Глянул по сторонам — и обомлел: стоит неподалеку трехлетний малыш, сын вахтера, и собирается нашу «атомную» попробовать на вкус. Видимо, он принял ее за конфетку. А ведь стоит зубами или руками надавить на середину, и произойдет взрыв такой силы, что может покалечить человека. От звука взрывающейся хлопушки вздрагивает зрительный зал. В оцепенении смотрел я, как кроха все ближе и ближе подносит хлопушку ко рту.
Что делать? Как спасти ребенка? Неожиданно для самого себя я запрыгал на корточках перед карапузом и хриплым, противным — во рту все у меня пересохло, — срывающимся голосом запел:
— Тю-тю-тю… тю-тю-тю…
Малыш заинтересовался прыгающим клоуном и, медленно опуская руку с хлопушкой вниз, явно ожидал какого-нибудь фокуса от поющего на корточках дяди. И дядя «сделал фокус».
Продолжая петь, я подобрался к мальчику, осторожно взял из его рук хлопушку (боялся схватить сильно — может разорваться), после чего дал ему приличную затрещину. Ребенок, заорав, упал. На его крик прибежал отец и начал орать на меня. А я стоял обмякший, не способный сказать и слова. Весь спектакль меня продолжало трясти.
А иногда хлопушки нас веселили. В момент особо хорошего, игривого настроения Карандаш перед спектаклем, полузагримированный, просовывал голову в дверь нашей гардеробной и говорил:
— Никулин, вы не находите, что за кулисами стало что-то очень тихо? Как-то все поуспокоились. Хорошо бы хлопушечку…
— Понятно, Михаил Николаевич, — отвечал я и, снимая с гвоздика хлопушку, шел с Мишей за кулисы к нашему реквизиту.

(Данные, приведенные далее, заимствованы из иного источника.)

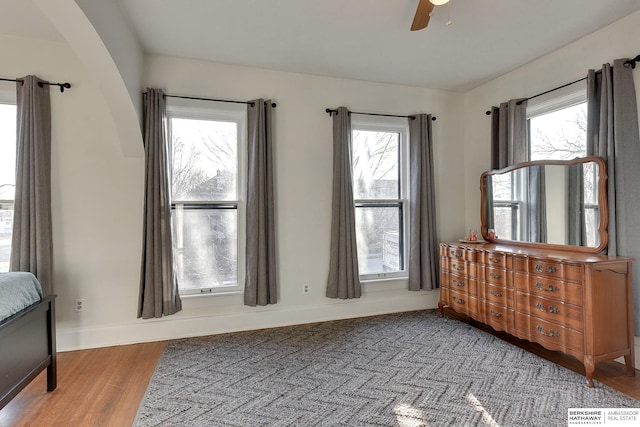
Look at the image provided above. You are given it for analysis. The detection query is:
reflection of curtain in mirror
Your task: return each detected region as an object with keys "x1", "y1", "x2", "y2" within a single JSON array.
[
  {"x1": 527, "y1": 165, "x2": 547, "y2": 243},
  {"x1": 484, "y1": 175, "x2": 496, "y2": 231},
  {"x1": 567, "y1": 164, "x2": 587, "y2": 246}
]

Убедившись, что за нами никто не следит, я взрывал хлопушку, толкал при этом стремянку, а Миша бросал на пол жестяное корыто. Оглушительный взрыв, шум от падающей стремянки и корыта вызывали за кулисами переполох.
На шум прибегали униформисты, испуганный инспектор манежа без фрака, из дверей гардеробных высовывались полуодетые артисты. В облаке дыма, рассеивающегося после взрыва, неподвижно стояли с виноватыми лицами я и Миша. В этот момент из своей комнаты быстро выходил Михаил Николаевич.